What’s Still Standing
This is an excerpt from the weekly News-Loveletter. If you would like it sent to your inbox directly (with all the other juicy bits, including a mini joy practice), you can add yourself to my mailing list here.
I am one of many who lives on this parcel of land I am honored to steward. The Crows, Chickadees, and Juncos eat and rest here, too. And in the spring, they build their nests. I used to tidy up the garden in fall, trimming back “deadheads” and clearing away old brush and lanky stems. I knew those seeds were food for the birds, but my need for order mattered to me more.
Last year, I watched my friend Crow lift the pale, dry skeleton of a nasturtium vine from the earth.

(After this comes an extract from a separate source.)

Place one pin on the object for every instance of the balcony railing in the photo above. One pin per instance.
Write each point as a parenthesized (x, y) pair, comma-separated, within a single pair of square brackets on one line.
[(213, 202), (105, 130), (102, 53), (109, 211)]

She flew away with it clutched in her shiny beak. I watched with fascination as she returned again and again, tugging more of its stringy mass from the tangle of sprouting grass. No doubt, she aimed to build a nest from what I’d left behind.
This year, I will leave the seedheads standing tall and the vines to thin in place. I now understand that insects, many of them pollinators, hibernate in those hollow stems. Some take refuge from the cold while shedding their pupae cloaks to emerge in spring with fresh wings.
What once appeared messy to me is now teeming with the order of life. I feel more alive honoring this co-creation. Where do you release your hold on order to meet others’ needs with glee? How has considering all needs allowed for a joyful shift in lifestyle and aesthetics?